Crucifijo la miró extrañado.
–Pero no se preocupe porque un fotógrafo ciego no puede nunca robar el espíritu de nadie, ya que no ve lo que fotografía y, por lo tanto, no puede imponer su punto de vista en la foto –continuó ella–. Al contrario, en esos casos es el fotografiado el que se muestra sin ninguna intervención su espíritu tal como es y lo envía al futuro para hacerlo vivir por siempre.
–¿De veras? –preguntó el joven, absorto ante aquella explicación.
–Sí, tal cual se lo estoy diciendo –aseguró categórica, Grete–. Lo verán sus nietos tal como usted es –presagió. Y, mientras decía esto, apuntó su cámara hacia donde intuía se encontraba Crucifijo y disparó varias veces.
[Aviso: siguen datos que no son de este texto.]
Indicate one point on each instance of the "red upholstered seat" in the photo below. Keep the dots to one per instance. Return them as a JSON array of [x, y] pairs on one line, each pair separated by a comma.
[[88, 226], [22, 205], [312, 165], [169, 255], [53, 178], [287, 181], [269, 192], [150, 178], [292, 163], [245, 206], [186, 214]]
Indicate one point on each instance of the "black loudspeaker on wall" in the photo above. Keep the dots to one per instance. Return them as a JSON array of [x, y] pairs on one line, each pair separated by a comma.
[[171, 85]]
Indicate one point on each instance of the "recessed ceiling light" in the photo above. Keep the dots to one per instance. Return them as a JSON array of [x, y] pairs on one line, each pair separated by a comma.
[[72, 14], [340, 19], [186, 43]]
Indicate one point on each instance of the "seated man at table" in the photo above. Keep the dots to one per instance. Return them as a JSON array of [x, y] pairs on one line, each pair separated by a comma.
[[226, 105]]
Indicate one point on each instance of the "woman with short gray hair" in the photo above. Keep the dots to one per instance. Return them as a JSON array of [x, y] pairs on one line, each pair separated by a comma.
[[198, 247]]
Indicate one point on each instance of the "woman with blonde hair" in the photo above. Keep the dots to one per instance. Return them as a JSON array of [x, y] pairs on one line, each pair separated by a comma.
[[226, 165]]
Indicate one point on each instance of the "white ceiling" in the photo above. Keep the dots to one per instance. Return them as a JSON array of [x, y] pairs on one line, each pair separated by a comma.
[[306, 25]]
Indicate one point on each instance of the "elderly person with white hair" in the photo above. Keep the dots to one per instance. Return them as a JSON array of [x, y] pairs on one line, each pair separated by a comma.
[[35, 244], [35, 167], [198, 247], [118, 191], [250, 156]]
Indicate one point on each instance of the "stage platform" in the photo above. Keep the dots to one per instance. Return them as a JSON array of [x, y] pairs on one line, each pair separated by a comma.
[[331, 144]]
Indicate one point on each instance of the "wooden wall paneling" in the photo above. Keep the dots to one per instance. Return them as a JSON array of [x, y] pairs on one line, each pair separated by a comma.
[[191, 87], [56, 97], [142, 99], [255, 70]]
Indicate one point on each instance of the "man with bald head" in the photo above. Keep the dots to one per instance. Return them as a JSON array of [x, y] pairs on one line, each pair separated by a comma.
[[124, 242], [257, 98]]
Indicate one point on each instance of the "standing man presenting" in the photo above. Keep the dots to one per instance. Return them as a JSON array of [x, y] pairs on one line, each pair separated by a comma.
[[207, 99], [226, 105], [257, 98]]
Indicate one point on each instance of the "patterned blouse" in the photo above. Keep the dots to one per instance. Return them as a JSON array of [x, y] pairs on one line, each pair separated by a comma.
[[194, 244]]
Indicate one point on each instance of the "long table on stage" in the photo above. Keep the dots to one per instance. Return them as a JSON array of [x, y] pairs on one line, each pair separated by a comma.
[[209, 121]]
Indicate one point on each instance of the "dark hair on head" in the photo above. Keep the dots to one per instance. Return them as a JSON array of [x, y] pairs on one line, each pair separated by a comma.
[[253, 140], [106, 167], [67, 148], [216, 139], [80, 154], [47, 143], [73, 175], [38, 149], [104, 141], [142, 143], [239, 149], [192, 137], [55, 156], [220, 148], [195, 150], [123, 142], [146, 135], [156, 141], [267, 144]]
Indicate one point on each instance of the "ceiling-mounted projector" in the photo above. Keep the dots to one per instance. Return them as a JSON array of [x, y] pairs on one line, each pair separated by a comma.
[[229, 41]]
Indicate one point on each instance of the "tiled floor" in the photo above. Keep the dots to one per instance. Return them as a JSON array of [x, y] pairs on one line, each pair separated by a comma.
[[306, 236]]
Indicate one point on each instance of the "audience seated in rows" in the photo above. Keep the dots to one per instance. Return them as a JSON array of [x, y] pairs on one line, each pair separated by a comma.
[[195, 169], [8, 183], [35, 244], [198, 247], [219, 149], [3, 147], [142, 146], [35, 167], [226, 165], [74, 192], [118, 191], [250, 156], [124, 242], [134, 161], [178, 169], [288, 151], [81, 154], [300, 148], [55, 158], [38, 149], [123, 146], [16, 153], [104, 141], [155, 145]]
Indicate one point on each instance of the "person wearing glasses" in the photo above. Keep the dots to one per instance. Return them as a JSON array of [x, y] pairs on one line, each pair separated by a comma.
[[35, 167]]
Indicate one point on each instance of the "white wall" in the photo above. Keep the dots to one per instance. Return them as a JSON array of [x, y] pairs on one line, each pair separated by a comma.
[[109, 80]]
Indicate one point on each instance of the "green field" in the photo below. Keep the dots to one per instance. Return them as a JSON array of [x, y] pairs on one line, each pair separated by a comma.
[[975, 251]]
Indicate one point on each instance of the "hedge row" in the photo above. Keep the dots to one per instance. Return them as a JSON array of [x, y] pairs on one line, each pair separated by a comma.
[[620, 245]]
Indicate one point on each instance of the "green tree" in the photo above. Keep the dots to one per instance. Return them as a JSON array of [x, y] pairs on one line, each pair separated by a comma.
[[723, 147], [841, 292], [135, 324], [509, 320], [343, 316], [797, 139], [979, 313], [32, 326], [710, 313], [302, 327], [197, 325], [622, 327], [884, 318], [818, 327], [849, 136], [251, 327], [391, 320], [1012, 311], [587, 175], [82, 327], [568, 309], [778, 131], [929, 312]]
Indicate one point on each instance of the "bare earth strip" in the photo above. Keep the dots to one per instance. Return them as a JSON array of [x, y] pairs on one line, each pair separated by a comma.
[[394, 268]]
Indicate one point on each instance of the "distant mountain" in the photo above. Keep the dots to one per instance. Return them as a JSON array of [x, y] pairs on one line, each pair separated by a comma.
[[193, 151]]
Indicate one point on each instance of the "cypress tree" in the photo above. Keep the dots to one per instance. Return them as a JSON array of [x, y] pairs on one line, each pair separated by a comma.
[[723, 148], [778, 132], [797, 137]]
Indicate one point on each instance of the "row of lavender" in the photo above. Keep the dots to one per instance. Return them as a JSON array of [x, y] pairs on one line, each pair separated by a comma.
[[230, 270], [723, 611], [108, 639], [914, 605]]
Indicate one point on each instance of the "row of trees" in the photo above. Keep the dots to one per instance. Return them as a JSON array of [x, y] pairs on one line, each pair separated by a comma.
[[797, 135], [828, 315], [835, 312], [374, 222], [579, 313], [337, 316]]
El joven toba se quedó en su sitio helado, mirando a la cámara. Pero, sin que Grete lo supiera, apretó en su mano derecha una pequeña Biblia evangelista que llevaba en el bolsillo, a la que invocó su protección en cada disparo. Inmediatamente después, la fotógrafa se levantó y le pidió al joven que la guiara hasta la casa. Pero cuando trasponía la galería sintió una sensación en las pupilas que la detuvo. Pocos segundos después, vio surgir frente a sus ojos al muchacho, a los perros y al monte de palosantos que rodeaban el precario rancho.
Desde ese día, Grete anduvo con sus ojos bien abiertos, de una nación aborigen a otra, fotografiando con pasión y verdad a los habitantes de aquellos pueblos olvidados. Poniéndose a sí misma siempre de lado, para que fuera el espíritu de cada uno de ellos aquello que sobreviviera en sus fotografías. Convencida de estar dejando un testimonio, capaz de sacar de la ceguera a muchos otros argentinos.